Many roads lead to the same destination, and while it is unquestionably thrilling to receive word that you've been accepted for publication, lets face it: competition is stiff. As well, if you happen to write out of genre or in an experimental style that is not currently popular, odds increase that a good editor will hesitate to take the risk in publishing your work.

One of the boons of our age, however, is the increasing frequency with which it has become easier and less expensive to opt for publishing your work yourself. Some believe that if you go this route, there is a strong possibility that your self-published book will never be published by a full-fledged publishing company. However, recent trends on several self-publishing sites demonstrate that this is not at all te case - in fact, some even argue that self-publishing a successful work demonstrates marketability and increases your odds of being picked up by a press or publisher. An additional plus - you have complete control of the layout, appearance and content of your book.

Self-Publishing Options: Print, On Demand and E-Books

There are numerous small, independent book publishers that will assist you in self publishing your own work. This route is particularly attractive if you’re willing to do significant amounts of self-promotion and a lot of legwork. Generally, there is a minimum quantity required for print.

Additionally, many sites currently exist which support 'on-demand publication'. Your profit margin is noticeably smaller with the price of your book offsetting the cost of each copy. However this assures that you print only what you sell.

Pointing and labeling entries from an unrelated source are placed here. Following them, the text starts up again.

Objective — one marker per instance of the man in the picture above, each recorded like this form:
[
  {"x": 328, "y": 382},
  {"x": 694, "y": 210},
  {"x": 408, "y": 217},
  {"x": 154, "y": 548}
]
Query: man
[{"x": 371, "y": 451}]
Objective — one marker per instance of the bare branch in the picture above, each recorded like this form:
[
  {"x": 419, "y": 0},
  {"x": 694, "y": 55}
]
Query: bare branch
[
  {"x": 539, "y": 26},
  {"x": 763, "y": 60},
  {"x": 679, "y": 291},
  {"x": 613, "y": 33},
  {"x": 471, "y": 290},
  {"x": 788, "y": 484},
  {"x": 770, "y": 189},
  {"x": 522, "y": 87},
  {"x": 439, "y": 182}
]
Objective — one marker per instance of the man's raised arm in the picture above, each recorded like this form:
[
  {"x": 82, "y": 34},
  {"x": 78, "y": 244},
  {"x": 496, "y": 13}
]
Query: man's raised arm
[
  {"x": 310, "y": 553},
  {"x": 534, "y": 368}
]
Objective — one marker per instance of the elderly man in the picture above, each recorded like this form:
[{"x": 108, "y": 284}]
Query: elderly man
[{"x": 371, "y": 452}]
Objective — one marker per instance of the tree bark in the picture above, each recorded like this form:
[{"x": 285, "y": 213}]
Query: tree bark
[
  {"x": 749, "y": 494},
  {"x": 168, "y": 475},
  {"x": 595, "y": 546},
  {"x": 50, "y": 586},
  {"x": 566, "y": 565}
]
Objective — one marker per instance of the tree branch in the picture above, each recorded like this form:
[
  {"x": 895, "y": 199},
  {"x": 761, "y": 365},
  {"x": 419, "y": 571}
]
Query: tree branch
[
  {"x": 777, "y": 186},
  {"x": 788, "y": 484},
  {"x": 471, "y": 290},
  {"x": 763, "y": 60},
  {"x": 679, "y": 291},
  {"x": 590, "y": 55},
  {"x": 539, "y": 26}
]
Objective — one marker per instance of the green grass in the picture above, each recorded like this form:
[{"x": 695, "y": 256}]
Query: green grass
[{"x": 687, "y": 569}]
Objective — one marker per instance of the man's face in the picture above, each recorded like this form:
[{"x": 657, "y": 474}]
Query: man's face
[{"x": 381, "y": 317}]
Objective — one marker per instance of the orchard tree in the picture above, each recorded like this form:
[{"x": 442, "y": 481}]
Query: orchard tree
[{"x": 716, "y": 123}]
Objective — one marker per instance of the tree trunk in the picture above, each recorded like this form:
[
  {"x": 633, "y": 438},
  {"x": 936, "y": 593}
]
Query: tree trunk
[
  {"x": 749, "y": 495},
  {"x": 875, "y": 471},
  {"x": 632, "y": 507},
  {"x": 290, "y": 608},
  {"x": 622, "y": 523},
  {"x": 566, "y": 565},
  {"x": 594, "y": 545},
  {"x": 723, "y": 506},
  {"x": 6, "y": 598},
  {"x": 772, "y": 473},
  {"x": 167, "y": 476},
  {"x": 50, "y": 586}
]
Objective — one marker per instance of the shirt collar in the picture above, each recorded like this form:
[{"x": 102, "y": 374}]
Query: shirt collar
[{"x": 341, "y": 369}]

E-books remain yet another option.

Design and the Elements of Style

Perhaps the trickiest element in publishing your own work is rendering something that is professional both in design and quality. A few tips:

1) To make your book as professional and attractive as possible, spend time on the design.

2) Include your own artwork if you are particularly creative. Pay attention to balance and design for your cover, while keeping in mind that most volumes of poetry trend towards the simple, and even unadorned, cover.

3)Utilize simple, legible font such as Times New Roman, Arial or Sans Serif. No swirling script embellishments here - the focus should be on your work and unhampered with distractions.

And it goes without saying that now is not the time to abandon your spellchecker!